For the second consecutive session, share market indices suffered losses as the sentiment remained bearish irrespective of a plethora of surveys claiming improvement in macro-economic scenario.
The volatility seen since early March immediately after the Budget 2015-16 was presented by finance minister Arun Jaitley is likely to persist until the riddle of minimum alternate tax to be levied on foreign investors is permanently solved, say analysts. They also link the recovery in stock prices to onset of the monsoon.
The exuberance that enthralled Dalal Street last May after Narendra Modi assumed power at the Centre is missing on completion of one year in the office, say analysts.
The year has been marked by many ups and downs, taking equity indices on roller-coaster rides on several occasions.
Between 15 May 2014 and 4 March 2015, the 30-stock Sensex spiked from 23,905.60 points to 30,024.74 points – p 6119.14 points or more than 25 per cent.
But it fell steeply on multiple concerns, mostly affecting foreign portfolio investors who still are in a mood to withdraw citing not only MAT but also because of reforms hindered by blocked GST and land acquisition Bills in Parliament. However, overall on the first anniversary, the BSE benchmark is up 16 per cent.
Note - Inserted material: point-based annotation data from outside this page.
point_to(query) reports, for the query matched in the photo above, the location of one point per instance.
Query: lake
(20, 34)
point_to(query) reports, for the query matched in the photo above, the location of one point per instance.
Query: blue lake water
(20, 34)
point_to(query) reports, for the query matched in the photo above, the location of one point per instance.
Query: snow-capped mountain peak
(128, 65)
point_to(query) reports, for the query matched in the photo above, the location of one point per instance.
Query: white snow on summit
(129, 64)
The 30-share Sensitive Index of the Bombay Stock Exchange lost further ground on Tuesday, closing 0.41 per cent or 112.47 points down at 27,531.41 points. The 50-stock Nifty of the National Stock Exchange was down 0.37 per cent or 30.90 points at 8,339.35 points.
A spate of reports released by global bankers and brokerages like Barclays, Bank of America-Merrill Lynch, Nomura, CLSA and others reaffirm their confidence in the India story but are unanimous in blaming the current downtrend in equity markets on sluggish revival of the economy.
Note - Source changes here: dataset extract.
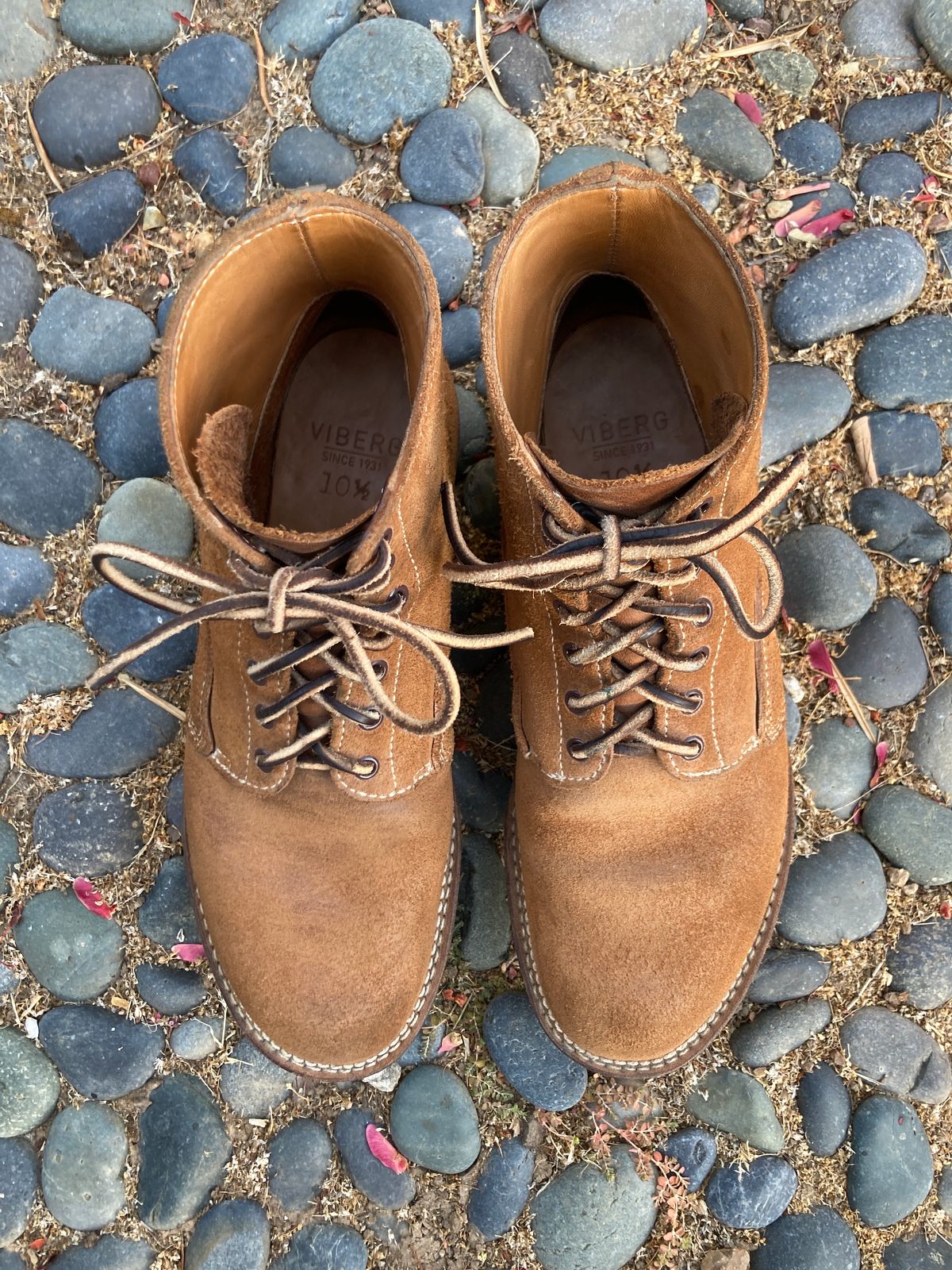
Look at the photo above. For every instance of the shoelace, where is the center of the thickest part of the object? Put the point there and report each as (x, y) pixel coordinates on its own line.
(334, 620)
(619, 563)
The corporate earnings are below estimates, they say. Banks’ asset quality needs improvement. The lenders are just emerging from the worst period of their non-performing assets. The credit offtake is not picking up as banks struggling with modest profits are unable to pass on the benefit of two successive rate cuts – repo rate now at 7.50 per cent – since January this year.
The markets now look forward to yet another cut of at least 25 basis points or 0.25 per cent by RBI Governor Raghuram Rajan in his bi-month policy review on 2 June.
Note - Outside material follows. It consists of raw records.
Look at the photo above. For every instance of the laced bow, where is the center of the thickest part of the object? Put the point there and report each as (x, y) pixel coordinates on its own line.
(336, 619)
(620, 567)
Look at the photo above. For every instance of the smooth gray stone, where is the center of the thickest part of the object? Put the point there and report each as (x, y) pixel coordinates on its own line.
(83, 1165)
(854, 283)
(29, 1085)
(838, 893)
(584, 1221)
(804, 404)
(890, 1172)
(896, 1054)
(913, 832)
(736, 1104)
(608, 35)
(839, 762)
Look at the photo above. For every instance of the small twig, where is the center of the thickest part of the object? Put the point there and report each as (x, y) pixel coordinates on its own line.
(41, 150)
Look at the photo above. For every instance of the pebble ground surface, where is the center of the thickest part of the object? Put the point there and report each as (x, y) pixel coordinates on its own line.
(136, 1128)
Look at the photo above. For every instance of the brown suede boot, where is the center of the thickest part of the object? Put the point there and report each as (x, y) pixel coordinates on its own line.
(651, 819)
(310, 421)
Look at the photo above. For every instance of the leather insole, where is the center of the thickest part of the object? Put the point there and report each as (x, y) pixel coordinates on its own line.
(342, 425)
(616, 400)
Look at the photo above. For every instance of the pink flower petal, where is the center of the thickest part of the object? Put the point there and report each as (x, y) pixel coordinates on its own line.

Some bankers claim the transmission of benefit would be possible only if the central bank also slashes CRR or cash reserve ratio from the current four per cent. The lenders have linked lending to availability of additional liquidity.
Meanwhile, Adani Enterprises share surged to an intra-day all-time record high of Rs 803.90, up 2.2 per cent, on report that the company has fixed 4 June date for the proposed separation of its transmission business into a separate entity.
The stock has been rising since April when the news first broke out. It is now up 29.7 per cent since April and 64.66 per cent year to date. Adani Enterprises on Tuesday ended at Rs 792.85, gaining 0.82 per cent on the BSE and at Rs 793.50, up 0.92 per cent, on the NSE. The market capital of the company stood at Rs 87,198.44 crore.
In 30-share Sensex, 14 stocks advanced and 16 declined. Coal India for its excellent performance was up 1.41 per cent at Rs 374.95 while ONGC was down 2.05 per cent at Rs 322.55.